23 April 2024

Our zookeepers are celebrating a milestone achievement in the rearing of Critically Endangered Rüppell’s griffon vultures (Gyps rueppelli): for the first time in London Zoo history, we have successfully returned a hand-reared vulture chick to its parents to continue the rearing process. 

This success story, which combines diligent hand-rearing by keepers with the natural bonding between vulture parent and chick, holds promise for us to expand our contribution to the global vulture population, through the conservation breeding programme.  

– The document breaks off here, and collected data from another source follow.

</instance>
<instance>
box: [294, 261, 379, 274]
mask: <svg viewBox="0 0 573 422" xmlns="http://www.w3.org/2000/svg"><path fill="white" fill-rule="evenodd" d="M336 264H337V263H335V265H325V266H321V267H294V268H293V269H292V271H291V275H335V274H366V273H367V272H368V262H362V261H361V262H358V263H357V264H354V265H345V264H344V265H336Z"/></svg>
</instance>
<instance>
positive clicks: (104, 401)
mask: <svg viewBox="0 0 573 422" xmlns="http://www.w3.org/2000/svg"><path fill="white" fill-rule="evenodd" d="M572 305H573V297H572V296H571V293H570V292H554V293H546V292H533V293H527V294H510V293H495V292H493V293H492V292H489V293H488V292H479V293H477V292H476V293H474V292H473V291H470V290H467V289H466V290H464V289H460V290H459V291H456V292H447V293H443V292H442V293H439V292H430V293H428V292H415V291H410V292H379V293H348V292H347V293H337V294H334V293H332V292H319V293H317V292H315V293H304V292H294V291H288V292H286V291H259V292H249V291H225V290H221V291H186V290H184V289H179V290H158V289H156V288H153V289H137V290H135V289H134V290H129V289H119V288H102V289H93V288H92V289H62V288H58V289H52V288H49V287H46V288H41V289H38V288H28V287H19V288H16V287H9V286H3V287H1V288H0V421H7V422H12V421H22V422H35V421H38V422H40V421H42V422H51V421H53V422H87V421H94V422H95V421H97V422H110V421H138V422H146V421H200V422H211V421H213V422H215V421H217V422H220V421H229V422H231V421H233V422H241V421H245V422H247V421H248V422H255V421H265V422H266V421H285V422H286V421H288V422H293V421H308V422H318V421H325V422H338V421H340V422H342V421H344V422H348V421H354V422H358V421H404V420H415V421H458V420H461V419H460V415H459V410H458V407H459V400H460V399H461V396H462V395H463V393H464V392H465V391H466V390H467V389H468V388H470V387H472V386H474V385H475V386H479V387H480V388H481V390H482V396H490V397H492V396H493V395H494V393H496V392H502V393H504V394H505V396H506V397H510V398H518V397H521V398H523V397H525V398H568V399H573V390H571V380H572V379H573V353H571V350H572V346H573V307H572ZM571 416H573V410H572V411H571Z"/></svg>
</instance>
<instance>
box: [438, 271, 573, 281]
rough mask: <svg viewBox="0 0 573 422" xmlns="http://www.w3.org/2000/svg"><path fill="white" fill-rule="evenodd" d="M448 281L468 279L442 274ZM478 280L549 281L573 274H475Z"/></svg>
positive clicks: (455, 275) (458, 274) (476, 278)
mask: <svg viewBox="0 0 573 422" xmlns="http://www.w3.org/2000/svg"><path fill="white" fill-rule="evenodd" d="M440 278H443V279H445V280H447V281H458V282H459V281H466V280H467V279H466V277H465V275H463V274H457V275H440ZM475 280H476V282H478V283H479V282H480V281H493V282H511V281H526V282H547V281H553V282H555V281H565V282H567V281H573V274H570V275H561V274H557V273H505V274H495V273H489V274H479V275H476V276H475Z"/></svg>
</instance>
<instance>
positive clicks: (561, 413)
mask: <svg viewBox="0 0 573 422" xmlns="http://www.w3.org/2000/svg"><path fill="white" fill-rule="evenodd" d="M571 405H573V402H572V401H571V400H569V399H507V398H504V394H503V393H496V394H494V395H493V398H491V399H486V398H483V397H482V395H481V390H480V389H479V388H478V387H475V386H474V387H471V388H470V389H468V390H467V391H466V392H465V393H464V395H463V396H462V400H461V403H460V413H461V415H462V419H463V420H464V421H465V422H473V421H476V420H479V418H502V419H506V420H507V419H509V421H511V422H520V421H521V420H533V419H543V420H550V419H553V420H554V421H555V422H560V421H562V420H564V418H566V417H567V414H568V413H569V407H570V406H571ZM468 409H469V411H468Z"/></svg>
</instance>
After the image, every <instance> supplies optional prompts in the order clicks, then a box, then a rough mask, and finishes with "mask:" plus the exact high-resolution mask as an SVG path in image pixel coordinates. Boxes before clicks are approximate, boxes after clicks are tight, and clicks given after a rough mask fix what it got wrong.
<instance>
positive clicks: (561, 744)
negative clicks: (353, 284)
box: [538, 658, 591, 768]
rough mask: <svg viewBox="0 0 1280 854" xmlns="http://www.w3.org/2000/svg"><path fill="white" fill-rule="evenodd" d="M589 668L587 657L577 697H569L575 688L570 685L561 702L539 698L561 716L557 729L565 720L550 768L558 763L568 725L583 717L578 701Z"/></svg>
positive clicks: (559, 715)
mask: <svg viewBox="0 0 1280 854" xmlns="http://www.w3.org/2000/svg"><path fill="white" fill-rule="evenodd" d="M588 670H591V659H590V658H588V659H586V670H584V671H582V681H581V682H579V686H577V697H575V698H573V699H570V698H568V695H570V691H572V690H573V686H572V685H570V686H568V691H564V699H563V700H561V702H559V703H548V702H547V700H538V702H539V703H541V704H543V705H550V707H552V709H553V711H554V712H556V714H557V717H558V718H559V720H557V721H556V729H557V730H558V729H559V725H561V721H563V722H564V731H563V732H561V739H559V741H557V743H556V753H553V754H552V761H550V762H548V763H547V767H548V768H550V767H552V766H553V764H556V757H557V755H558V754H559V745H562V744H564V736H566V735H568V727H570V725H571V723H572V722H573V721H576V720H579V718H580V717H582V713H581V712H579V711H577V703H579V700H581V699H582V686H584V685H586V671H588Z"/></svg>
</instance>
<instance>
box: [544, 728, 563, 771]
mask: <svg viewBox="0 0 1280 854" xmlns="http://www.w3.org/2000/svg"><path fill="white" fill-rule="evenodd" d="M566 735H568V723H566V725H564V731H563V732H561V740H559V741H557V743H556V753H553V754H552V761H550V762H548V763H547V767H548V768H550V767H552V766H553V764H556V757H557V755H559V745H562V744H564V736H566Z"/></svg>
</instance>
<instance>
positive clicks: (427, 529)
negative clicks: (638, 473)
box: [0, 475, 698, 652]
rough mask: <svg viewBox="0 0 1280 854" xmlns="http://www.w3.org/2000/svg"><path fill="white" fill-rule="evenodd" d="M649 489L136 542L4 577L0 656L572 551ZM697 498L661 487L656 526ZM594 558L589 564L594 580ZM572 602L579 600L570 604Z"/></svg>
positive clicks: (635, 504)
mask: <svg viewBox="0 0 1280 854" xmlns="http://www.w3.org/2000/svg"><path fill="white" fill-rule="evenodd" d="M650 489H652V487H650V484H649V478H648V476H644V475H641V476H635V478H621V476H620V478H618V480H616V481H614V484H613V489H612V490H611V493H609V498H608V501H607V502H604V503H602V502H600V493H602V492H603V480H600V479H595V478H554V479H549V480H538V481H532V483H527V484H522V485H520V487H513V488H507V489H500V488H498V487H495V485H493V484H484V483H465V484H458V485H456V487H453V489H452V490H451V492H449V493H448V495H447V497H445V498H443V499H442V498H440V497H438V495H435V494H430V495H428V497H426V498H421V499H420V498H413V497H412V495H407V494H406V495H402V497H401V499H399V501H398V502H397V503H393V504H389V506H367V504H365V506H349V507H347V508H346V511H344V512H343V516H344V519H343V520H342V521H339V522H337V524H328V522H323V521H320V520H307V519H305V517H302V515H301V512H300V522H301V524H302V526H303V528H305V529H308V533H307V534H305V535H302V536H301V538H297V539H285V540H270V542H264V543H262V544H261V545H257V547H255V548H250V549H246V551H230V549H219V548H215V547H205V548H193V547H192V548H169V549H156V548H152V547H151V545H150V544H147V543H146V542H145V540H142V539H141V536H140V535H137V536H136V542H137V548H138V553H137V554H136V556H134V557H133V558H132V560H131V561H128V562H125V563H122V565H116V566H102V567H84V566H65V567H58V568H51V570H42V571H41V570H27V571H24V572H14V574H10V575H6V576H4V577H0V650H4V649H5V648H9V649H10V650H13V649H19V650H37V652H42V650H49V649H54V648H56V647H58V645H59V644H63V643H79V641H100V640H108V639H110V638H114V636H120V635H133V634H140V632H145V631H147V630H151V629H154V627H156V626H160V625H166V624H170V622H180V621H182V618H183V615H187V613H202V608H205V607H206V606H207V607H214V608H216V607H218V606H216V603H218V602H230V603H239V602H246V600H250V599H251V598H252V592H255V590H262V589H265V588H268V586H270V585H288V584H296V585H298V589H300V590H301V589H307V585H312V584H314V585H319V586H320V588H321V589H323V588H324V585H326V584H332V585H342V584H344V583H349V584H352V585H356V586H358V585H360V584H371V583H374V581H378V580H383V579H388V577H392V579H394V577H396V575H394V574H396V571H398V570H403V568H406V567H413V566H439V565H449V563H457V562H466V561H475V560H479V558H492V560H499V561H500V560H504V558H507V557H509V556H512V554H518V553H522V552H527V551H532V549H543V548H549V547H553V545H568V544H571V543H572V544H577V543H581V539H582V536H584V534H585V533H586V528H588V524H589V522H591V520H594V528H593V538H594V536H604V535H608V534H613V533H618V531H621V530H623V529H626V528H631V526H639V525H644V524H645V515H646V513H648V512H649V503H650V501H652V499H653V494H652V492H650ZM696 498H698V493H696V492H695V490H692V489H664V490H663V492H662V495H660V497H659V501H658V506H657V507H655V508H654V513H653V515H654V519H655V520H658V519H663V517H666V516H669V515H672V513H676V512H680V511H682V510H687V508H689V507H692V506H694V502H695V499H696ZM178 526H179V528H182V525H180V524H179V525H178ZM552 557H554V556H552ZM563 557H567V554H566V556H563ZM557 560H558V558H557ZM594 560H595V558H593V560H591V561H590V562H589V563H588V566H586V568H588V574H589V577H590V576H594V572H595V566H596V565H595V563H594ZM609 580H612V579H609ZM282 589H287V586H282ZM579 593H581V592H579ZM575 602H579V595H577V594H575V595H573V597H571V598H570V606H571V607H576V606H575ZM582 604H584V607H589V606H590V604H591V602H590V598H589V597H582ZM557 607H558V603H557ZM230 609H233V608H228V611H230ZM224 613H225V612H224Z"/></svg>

Parents Phil and Cuthbert rearing their baby chick, Rupert.

A cracking story

Using a “dummy egg” technique – where a false egg is placed in the nest while the real egg is cared for in an incubator – keepers were able to carefully monitor the newborn chick for its first five days post-hatch, maximising its chances of survival before it was returned to its parents. 

A wooden dummy egg was speedily placed in the vulture nest for expectant vulture mother Phil and father Cuthbert to tend to, during the 8-week wait for baby Rupert’s hatch. 

The vulture egg was kept at 36.6°C and monitored closely by keepers for an incubation period of 55 days. The process involved diligent care from the team, turning the egg three times a day to mimic the natural incubation of an egg in the nest. Keepers weighed the egg every day, tracking its progress on a graph, and adjusting the temperature and humidity of the incubator accordingly to allow for a successful hatch.  

Details of this successful approach will be shared with conservation zoos worldwide, helping to build skills that can bolster the population of these critically endangered birds. The method of egg management was closely advised by colleagues from Rotterdam Zoo and the EAZA Ex situ Programmes. 

Zookeepers hope this success can be repeated with the practice of 'double-clutching' - an incubation technique involving the strategic removal of newly-laid eggs to encourage the laying of more eggs. This method can be used to greatly increase the vulture population, while allowing parents to take an active role in rearing and older vultures to foster eggs.

Newborn chick Rupert
Newborn chick Rupert

Baby Rupert

When newly hatched, the fluffy vulture chick named Rupert weighed just 123g –  the same as a small bar of soap. After being fed by zookeepers for 5 days, Rupert is now back in its nest, doted on by parents Phil and Cuthbert.

Zookeepers were excited when Rupert’s mother Phil laid her egg in mid-January, moving it to a special vulture egg incubator to give it the best possible chance of survival during the cold weather.  

The whole bird team was on hand over several days to ensure the tiny vulture chick would hatch and survive. The team was supported by colleagues from The Horstman Trust – vulture specialists who offered instructional guidance over video call – to lead baby Rupert out of the egg and to safety.

“As soon as the shell breaks and the chick begins to hatch, the egg’s membrane starts to dry out and this can restrict the vulture chick’s movement”, said London Zoo keeper and bird specialist, Jessica Fryer. “Sometimes a chick won’t survive a hatch if that is left to happen, so it was essential that we were overseeing the entire hatch, intervening as necessary under the guidance of Holly Cale, curator of The Horstmann Trust.”  

Following Rupert’s hatch on Wednesday 8 March, zookeepers spent 5 days hand-rearing the tiny chick before the moment came for it to be returned to parents Phil and Cuthbert. Rupert was placed inside the remnants of its eggshell and returned to the nest, ready for its parents to find on their return. For Phil and Cuthbert, Rupert is their second offspring, having welcomed their first chick Egbert into the world in 2023. The arrival of baby Rupert is the first time the two have ever reared a chick from infancy – a co-parenting challenge they have risen to remarkably.

Rupert is now the size of a small chicken, with early-stage feather growth. In June, zookeepers expect the chick to have fledged the nest at approximately 3.5 months old, at which point London Zoo’s veterinarian team can send a feather off for DNA testing to determine the bird’s sex.

The conservation story

Jessica added: “The threats to these vultures are huge, as successive and frequent mass poisonings in Africa are driving several species of African vultures to extinction. The Rüppell’s griffon vultures are also subject to similar threats to those facing other African vultures: loss of wild prey, habitat conversion into agro-pastoral systems, and collisions with powerlines.”

This milestone for vulture rearing at London Zoo marks a key step forward to boost population numbers. Rupert marks an important development for the European Breeding Programme for the Critically Endangered species, which forms a collaborative international network of conservation zoos to support the development of a healthy, genetically-diverse population.

“The lessons from this brilliant conservation success will benefit the global community of conservation zoos and help to continue the vital work needed to protect this species.”